Один из первых антипсихотиков, клозапин, сняли с продажи в 1975 году, так как выяснилось, что он может уменьшать концентрацию лейкоцитов крови, вызывая агранулоцитоз. Исследователи в конце концов поняли, что клозапин был наиболее эффективным средством лечения шизофрении, и что для многих пациентов его эффективность перевешивала риск побочных эффектов. Малькольм начал принимать клозапин, когда он снова появился в 1990 году. Питер рассказывал: «Знания о том, каков он на самом деле, всегда было достаточно, чтобы любить его, но все же его симптоматика сильно давила. А на клозапине он вернулся. Улыбка, смех, чувство юмора. Если вы знаете кого-то по-настоящему, вы можете вернуть его к самому себе». В отношениях с людьми Малькольм оставался глубоко заботливым. «Он всегда обо всех беспокоился», – говорит Полли. Даг проникновенно отразил происходившее с Малькольмом: «Он всегда чувствовал, что обижает людей. Мы нашли письмо от 2002 года от его первого врача. Спустя 30 лет он писал: „Дорогой Малькольм, насколько мне известно, ты никогда никому не причинял вреда. Надеюсь, у вас все хорошо. С уважением, доктор Кофф“». Пенни говорит: «В этом смысле он никогда не менялся. Я никогда не любила его меньше из-за болезни; я никогда не любила его больше; я никогда не любила его как-то иначе».
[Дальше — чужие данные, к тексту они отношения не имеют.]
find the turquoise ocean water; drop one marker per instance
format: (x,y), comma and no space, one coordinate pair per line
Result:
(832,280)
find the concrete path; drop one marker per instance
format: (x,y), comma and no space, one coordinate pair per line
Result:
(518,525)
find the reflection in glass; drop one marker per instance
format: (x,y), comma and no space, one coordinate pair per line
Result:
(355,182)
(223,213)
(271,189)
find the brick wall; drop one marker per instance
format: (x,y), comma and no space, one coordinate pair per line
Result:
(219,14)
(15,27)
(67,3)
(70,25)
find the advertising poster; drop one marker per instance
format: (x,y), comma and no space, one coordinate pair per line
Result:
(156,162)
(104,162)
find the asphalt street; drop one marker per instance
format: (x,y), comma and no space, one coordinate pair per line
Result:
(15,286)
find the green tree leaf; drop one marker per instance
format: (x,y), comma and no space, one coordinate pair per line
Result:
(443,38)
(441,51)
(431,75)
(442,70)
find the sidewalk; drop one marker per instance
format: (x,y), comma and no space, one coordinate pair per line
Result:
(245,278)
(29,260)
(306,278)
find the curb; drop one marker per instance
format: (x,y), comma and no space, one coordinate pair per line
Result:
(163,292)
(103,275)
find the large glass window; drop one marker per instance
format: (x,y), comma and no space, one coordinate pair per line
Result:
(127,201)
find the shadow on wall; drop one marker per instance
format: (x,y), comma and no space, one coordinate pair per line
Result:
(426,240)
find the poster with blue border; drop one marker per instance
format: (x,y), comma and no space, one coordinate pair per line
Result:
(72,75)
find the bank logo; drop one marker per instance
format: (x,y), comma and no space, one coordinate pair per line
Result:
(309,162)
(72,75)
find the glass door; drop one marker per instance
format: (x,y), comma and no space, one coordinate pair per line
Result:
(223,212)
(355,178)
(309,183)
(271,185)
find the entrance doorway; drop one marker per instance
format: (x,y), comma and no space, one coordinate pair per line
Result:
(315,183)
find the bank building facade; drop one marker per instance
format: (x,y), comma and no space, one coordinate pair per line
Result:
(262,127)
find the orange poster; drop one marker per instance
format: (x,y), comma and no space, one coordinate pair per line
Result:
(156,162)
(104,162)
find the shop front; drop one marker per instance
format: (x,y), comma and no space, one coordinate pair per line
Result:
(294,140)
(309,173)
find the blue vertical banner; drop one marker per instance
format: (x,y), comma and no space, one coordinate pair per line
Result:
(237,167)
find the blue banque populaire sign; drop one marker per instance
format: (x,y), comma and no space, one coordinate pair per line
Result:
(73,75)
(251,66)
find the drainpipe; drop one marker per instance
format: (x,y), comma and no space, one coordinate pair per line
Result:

В 39 лет Малькольм поступил в учреждение социальной поддержки во Фремингеме и устроился на работу упаковщиком продуктов в магазине Stop & Shop. «С этим он мог справляться, и это было потрясающе, – рассказывал Даг. – Мы плясали от счастья». Около пяти лет Малькольм хорошо справлялся, принимая клозапин, а затем все снова начало разваливаться. «Он всегда самовольно корректировал прием лекарств, – рассказывал Даг. – Его снова пришлось госпитализировать. Я приехал его навестить, и врач сказал: „Ну, Малькольм сейчас едет домой. С ним все будет в порядке“. Так что я отвез его обратно во Фремингем. В тот вечер он совершил попытку самоубийства, проглотив стиральный порошок». Малькольма срочно доставили обратно в больницу. «Глупо пытаться покончить жизнь самоубийством, поедая „Тайд“, – говорит Питер. – Однако идея интересная. Хочу вымыть с порошком эту болезнь из моего тела!»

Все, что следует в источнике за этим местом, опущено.